Hannah: You used the phrase, ‘Looking for the spark that the Universe is remembering you’ Can you say more about this?

Marie: My very active search efforts were met with deafening silence and dead ends. I began to question my value and skills and everything I had accomplished in a successful 25-year career. After the first 18 months of my futile search I entered what you call, Hannah, “the dark nights of the soul”. It was a truly dark place for me. How could this be happening to me when I had followed all the steps and suggestions of the coaches and professional transition experts. After months and months of searching I began to wonder - where was the magical moment, the connection, the kismet, the grace that is supposed to unblock, connect, create movement and open passages? Isn’t this how life works?

Hannah: How did you respond when you experienced the silence and felt nothing was happening?

Marie: Even though I was determined to stay positive, midway through my experience I slowly began to pull back from family and many friends and anything related to “fun”. Deep down I was frustrated and angry and I went inside myself.

Hannah: What helped you through the worst of this time?

Marie: I began to search for hope. Every day I would look for shards of light that would let me know the universe had not forgotten me. I began to try to foresee the life lesson I was going to walk away with. I found some comfort in inspirational books and inspirational speakers. I bought a journal and wrote down things that inspired me and encouraged me that things would turn around very soon. Ironically I often found stories of others having entered and come out of their own individual experiences of “dark nights of the soul” jump off the page at me. Often their circumstances were emotionally and physically much harder than what I was experiencing which also put things in perspective for me. The words of wisdom they shared by looking back on their experiences and more importantly reflecting on their new life after the darkness turned to light, were often comforting. Excerpts from these pieces also ended up in my journal.

Hannah: From what you know now, what advice would you give someone going through this? What advice would have helped you? 

Marie: I don’t have any magic pill or firm advice to anyone currently living in this space. I had a few wonderful friends who wouldn’t let me sink and never let go of my hand during this time. Some of them I would have guessed beforehand and some I would not have. It was really these wonderful individuals who joined me in the lifeboat and rode out the storm.

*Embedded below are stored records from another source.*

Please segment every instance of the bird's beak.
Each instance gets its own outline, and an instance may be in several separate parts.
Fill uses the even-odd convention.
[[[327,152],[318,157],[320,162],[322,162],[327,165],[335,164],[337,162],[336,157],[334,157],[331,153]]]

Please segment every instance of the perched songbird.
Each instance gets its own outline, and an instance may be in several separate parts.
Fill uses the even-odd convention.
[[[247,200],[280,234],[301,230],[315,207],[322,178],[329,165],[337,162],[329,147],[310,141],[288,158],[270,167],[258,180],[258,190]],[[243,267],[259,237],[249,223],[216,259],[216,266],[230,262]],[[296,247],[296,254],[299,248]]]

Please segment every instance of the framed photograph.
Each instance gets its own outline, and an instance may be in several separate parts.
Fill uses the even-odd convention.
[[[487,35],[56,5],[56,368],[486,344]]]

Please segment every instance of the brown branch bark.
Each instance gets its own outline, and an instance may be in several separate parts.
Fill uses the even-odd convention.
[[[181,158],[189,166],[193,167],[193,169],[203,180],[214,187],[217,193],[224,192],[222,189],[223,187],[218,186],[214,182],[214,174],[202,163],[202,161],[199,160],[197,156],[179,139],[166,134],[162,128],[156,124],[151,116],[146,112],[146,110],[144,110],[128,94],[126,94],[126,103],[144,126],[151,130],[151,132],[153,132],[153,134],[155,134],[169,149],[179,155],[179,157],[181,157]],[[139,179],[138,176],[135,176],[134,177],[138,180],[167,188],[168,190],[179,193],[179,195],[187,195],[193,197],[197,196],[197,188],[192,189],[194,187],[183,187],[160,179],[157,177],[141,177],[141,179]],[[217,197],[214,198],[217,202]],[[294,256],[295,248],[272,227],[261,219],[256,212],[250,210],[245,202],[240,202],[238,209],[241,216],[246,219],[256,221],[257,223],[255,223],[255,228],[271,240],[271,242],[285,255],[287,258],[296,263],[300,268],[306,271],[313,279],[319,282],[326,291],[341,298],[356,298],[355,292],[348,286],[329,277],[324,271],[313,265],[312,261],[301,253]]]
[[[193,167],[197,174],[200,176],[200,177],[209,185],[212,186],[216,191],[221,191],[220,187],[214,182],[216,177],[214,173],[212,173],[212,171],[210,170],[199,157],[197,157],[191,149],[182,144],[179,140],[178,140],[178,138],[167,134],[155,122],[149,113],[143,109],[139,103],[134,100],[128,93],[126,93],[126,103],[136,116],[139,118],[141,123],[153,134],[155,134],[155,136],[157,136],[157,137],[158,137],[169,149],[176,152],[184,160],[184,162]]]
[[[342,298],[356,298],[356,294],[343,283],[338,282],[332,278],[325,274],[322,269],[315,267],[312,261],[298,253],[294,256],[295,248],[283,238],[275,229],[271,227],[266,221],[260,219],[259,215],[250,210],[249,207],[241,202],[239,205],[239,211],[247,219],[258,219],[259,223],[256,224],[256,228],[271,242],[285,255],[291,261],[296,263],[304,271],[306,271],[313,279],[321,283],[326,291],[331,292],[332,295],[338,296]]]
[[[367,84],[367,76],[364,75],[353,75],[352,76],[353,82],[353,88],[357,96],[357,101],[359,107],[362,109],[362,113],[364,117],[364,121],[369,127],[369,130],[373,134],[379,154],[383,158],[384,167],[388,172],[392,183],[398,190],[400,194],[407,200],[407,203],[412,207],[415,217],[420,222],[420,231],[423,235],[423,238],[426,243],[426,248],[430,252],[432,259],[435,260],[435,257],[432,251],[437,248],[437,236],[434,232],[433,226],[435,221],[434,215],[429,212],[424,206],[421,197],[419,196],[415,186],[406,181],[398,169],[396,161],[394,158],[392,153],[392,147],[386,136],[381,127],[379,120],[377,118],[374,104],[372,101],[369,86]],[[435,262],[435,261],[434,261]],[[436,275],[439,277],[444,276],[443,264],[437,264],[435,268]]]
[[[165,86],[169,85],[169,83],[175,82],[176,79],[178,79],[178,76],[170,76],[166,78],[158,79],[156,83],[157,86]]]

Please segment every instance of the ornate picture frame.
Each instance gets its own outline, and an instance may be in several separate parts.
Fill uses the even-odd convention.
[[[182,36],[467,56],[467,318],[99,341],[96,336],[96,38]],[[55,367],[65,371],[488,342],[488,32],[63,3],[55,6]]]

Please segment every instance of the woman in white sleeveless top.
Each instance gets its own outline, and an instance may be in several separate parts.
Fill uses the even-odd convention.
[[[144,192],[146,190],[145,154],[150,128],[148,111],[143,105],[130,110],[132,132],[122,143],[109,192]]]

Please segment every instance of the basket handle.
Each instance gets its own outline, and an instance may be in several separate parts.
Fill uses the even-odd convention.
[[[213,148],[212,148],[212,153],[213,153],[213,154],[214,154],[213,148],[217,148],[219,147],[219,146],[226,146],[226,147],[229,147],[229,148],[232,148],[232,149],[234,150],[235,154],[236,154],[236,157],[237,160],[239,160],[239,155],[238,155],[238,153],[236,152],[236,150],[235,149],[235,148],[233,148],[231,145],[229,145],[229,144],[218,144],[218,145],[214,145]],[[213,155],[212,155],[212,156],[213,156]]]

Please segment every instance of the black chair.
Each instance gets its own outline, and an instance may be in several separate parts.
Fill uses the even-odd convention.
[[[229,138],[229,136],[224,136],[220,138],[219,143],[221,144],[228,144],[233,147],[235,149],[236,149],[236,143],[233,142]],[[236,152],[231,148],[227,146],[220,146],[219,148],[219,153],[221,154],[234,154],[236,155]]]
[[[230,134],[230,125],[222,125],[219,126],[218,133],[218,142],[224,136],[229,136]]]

As for me I have slowly crawled out of the depths of my predicament. There was no “big bang” moment or “switch” that changed everything for me. Three years later and after a few fits and starts that didn’t work out I am now happy to be working in a new industry. I’m not sure it is the perfect fit but I will give it a year before I decide to make a change. Looking back, I’m still not sure I understand yet the purpose of that time in my life but I am in a much more optimistic, hopeful and creative place.

Hannah: It sounds as if you are on a cusp moving from the fertile void to the action stage, Marie. 2017 is going to be a very exciting year for you!